Have you ever bought a clock and as much as you hoped that every mechanical part, finial and piece of trim is original and you later found out through experience, research or knowledge that it is not, how then do you feel about your purchase? Obviously some would feel disappointed. So if a clock has parts that are not original what would it be called? Some would call it a FrankenClock.
Let me explain further. Here is my clock as it is today. It shows very well, keeps excellent time after dis-assembling, cleaning and oiling. But it is original? For the most part, yes. As mentioned in a previous post this clock was sold as a “project” clock and the seller made no pretense that everything was absolutely original. And that’s fair. So, here are the things that I have noticed so far.
Let’s begin with the side and front glass panels which at first glance looked original. In my case the glass was broken during shipment and had to be replaced which was unfortunate. Although I thought I was replacing the original glass I found out quite differently. When I brought the case into the shop the glass installer asked me two very simple questions. Why is the side glass thicker than the front glass and why are finishing nails used to anchor the glass, a type not found during the period the clock was made. It begs the question; just how many times was the glass replaced on this clock?
Secondly, the weights at first glance looked identical but upon closer inspection one weight has a slightly different hook design than the other.

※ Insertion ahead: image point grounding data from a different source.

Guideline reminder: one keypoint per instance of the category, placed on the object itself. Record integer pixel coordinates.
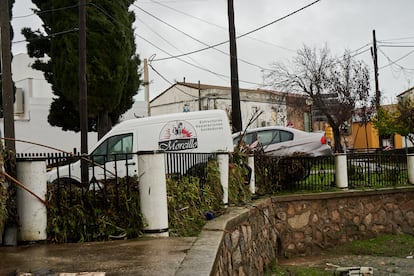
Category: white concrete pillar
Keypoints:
(32, 212)
(153, 192)
(341, 171)
(410, 168)
(252, 183)
(223, 162)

The movement appears to be a match for the case in that it is appropriate for the period. Is it original – probably? The movement had some parts missing which the seller kindly disclosed. Parts missing were the star wheel / snail and the strike hammer and rod. The gathering pallet for the rack was bent (my discovery) and therefore could not advance the rack. A donor movement was therefore required.
It did not take me long to locate a donor movement though it had to be a Gustav Becker’s Braunau factory movement to provide the correct parts for my clock. Interestingly enough, the donor movement came from Poland. From the serial number on the donor movement I determined that it was made some 16 years after the movement that came with the clock. There were some minor differences which one would expect. The plates were slightly thinner, the lever springs were designed a little differently and the minute arbor shaft was slightly thicker but the star wheel / snail, gathering pallet and hammer / rod were a good fit. Too bad, since the donor clock looked like it was in great shape. One slight problem. It is made for a P27 pendulum which is longer than my case can accommodate. However there is no harm in keeping it for parts. So, how does one define the originality of a movement if parts are replaced from a later period? A good question. If one were to sell the clock, how much would one disclose, I wonder.

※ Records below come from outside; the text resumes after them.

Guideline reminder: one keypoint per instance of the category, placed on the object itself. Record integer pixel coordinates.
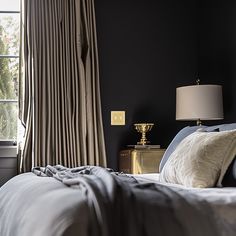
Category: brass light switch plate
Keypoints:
(117, 117)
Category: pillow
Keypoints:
(175, 142)
(229, 179)
(187, 131)
(201, 159)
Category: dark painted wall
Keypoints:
(217, 49)
(146, 50)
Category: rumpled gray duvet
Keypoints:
(87, 201)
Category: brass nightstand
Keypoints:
(140, 161)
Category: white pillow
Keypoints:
(201, 159)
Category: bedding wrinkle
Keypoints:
(96, 201)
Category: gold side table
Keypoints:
(140, 161)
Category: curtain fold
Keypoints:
(60, 103)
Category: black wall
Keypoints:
(147, 49)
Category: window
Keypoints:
(9, 67)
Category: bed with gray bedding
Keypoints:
(87, 201)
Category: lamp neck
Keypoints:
(199, 122)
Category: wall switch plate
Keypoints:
(117, 117)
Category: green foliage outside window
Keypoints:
(9, 69)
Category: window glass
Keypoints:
(9, 34)
(9, 68)
(8, 120)
(9, 5)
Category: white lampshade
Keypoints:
(199, 102)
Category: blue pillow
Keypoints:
(175, 142)
(187, 131)
(229, 179)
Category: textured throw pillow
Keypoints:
(187, 131)
(229, 179)
(201, 159)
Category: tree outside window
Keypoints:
(9, 67)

The spun brass dial bezel is a replacement though correct for the period.
There are a couple of trim pieces that I suspect were probably added later on though not recently.
The bottom centre finial appears to be a replacement though probably correct for the period. The bottom finial has wormwood holes (long dead) but the clock case itself does not have any worm damage.
This brings me to the hands of this clock. There is no way the clock I purchased has Vienna regulator hands. They look like OG hands to me. I scoured the net, went to all the usual clock supply houses that many of you are familiar with and was genuinely surprised at the limited selection of Vienna regulator hands. I even went to a couple of well known clock parts suppliers in Great Britain. Still no luck although one supplier came close but the measurements were not correct for my clock. The photo below shows the hands with the measurements I was looking for. The hands have not arrived yet but guess at the source. From Poland, interesting!
Are they the correct hands. Well, no, but they are very close and that is as close as I think I can get.
Are there other parts of the clock that are not original. Likely, but it does not change how I feel about this clock. I like it and it has provided an excellent learning experience for me because it allows me to view future purchases with a much more critical eye.